Deformation characteristics of compound droplets with different morphologies during transport in a microchannel

Abstract

A numerical investigation of the deformation of compound microdroplets transported inside a circular microchannel is described in this article. Two droplet morphologies are considered (shell-core and Janus), which correspond to nonequilibrium and equilibrium states, respectively, based on the balancing of the three interfacial tensions at the triple line. Numerical simulations coupled with a three-phase volume-of-fluid method are performed on axisymmetric models to consider both the absence and presence of a triple line. In addition to adaptive mesh refinement on the interfaces, topology-oriented refinement is used to resolve thin films between the shell and core droplets. After experimental validation, the effects of flow rates, physical properties, and confinement conditions are considered.
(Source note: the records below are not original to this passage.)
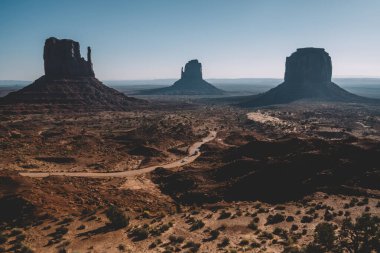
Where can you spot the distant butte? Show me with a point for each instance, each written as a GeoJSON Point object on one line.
{"type": "Point", "coordinates": [191, 83]}
{"type": "Point", "coordinates": [69, 80]}
{"type": "Point", "coordinates": [307, 76]}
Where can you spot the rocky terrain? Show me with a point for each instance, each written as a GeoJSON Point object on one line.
{"type": "Point", "coordinates": [308, 74]}
{"type": "Point", "coordinates": [69, 81]}
{"type": "Point", "coordinates": [262, 185]}
{"type": "Point", "coordinates": [191, 83]}
{"type": "Point", "coordinates": [84, 168]}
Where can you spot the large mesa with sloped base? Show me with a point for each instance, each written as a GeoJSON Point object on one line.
{"type": "Point", "coordinates": [69, 80]}
{"type": "Point", "coordinates": [191, 83]}
{"type": "Point", "coordinates": [307, 76]}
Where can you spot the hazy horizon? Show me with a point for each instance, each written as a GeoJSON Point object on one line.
{"type": "Point", "coordinates": [147, 40]}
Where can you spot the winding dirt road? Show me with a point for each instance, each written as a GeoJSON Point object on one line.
{"type": "Point", "coordinates": [194, 153]}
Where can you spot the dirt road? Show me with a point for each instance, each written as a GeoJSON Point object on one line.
{"type": "Point", "coordinates": [194, 153]}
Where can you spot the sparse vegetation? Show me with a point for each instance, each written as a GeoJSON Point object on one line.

In the reference frame of the droplets, there are five inner vortexes inside the shell-core droplet, while only three are present inside the Janus droplet, the same as single-phase droplets. For shell-core droplets, the aspect ratio of the shell droplet decreases with the capillary number of the continuous phase and droplet sizes, while sudden jumps are identified when the thin film forms between the shell and core interfaces. Conversely, the aspect ratio of the core droplet increases and then decreases when the shape of the core droplets is influenced by the flow and space confinements. With Janus droplets, the aspect ratio decreases with the capillary number. The axial length of the front portion decreases with the capillary number and then reaches a plateau with small variations, while that of the rear portion increases nearly linearly.